Now, I had the chance to live with her again, this time that I have found my own pace and direction in life. Although the situation somehow limited my freedom to go as I please, being all grown up with my own child in tow, I decided to be with her. I know she needed me and even if she doesn’t show it, she needed my guidance. She is making a conscious effort to correct and make up for all her past mistakes and hurt caused in our family. She needed me to see how hard she is trying, and I am happy to be with her through the process.

Sometimes, my mother drives me crazy with her boisterous chatter and somehow out of this world assumptions about people and about life. It’s pretty much living with a tactless kid who is so stubborn to even listen to you. But at the end of the day, I am happy to make her feel that she is making progress, growing up while growing older, as I am happy to also learn valuable and sometimes crazy insights from her, which I will treasure for all my life. 

Sunday, June 3, 2012

Happy 7th Birthday Day Son!


Every year, on your birthday,
I think about how glad I am
that you were born,
how thankful I am to have you in my life.

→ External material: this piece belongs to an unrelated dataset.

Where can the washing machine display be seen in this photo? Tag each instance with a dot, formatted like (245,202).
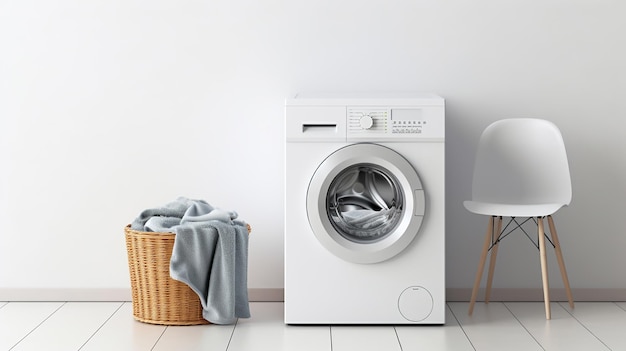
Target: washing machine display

Every year is another year
filled with the special joys you bring
just by being yourself.

Every year, when you open your birthday gifts,
realize what a gift you are
to everyone who knows you,
especially me.

Happy Birthday!

Thursday, May 31, 2012

"Papa I have to go now, I'm busy..."

My son's 7th birthday is coming up and we were deciding on the guest list. Then just for pure amusement, I told my son, "what do you think about inviting your father and your other sister to the party?" Then a looong silence followed. He never answered my question, he was just silent and his serious "mafia lord" face was on, and so I dropped the subject and moved on recalling the names of his classmates.

This is what I feared the most, my son feeling so distant from his father. Since he is older now and even more aware of our family situation, I cannot do anymore damage control regarding his relationship with his father. He now can think on his own.

I remember the days when he would hound me every Monday when I arrive from school, getting my cellphone, putting it on the table and waiting for his father's promised weekly call. I used to remember his long and laud laugh whenever he realizes his father called him. I remember the squeal of delight whenever he hears his big voice. Even when he jumbles words because he speaks so fast, seems like he wanted to tell his father many things, realizing that their talk-time is limited. It was a sight that used to pinch my heart - because I felt how my son yearns for more. That this limited time they have together - I can never give him any substitute for it. And now I really want to give his father, excuse my words, a serious ass-kicking for being such an ASS.

So the calls become less and less. My heart hurts whenever my son quit waiting and playing beside the phone and tell me he's ready to sleep now. For weeks that his father forget or "was too busy" to call him, this was the sight. Then he finally asked me, "bakit di na tumatawag sa akin si Papa? (why is Papa not calling me anymore?)" I just answer him, "... maybe he is too busy at work because he works in this big office and that he is too important so he has many things to do. Or, he maybe taking care of your sister, maybe she is not feeling well so he needs to attend to her." My excuse was always the same.

Then eventually, he quitted asking. And so my son lost interest. I started noticing how he is almost forced to just put the phone against his ear in the few times that his father remembers to call him. He even begs me off, telling his Papa, "busy ako, nagpeplay ako eh. (I have to go. I'm busy playing.)" and then he hands me the phone and run away, so I just opted updating hi father about all of his antics.

My heart hurts that my son has to go through this drama, but I know that he can pull through. Every time I embrace him, I hope deep in my heart that I will be enough for him. That the people I surround him, their love and unwarranted attention, will make him feel that he is not missing anything from his life. I guess I'll just try my best to remind him all of the people who love him dearly, people who have been around when he was feeling low, people who embraced him with love, and people who make him glow with appreciation for everything that he did right.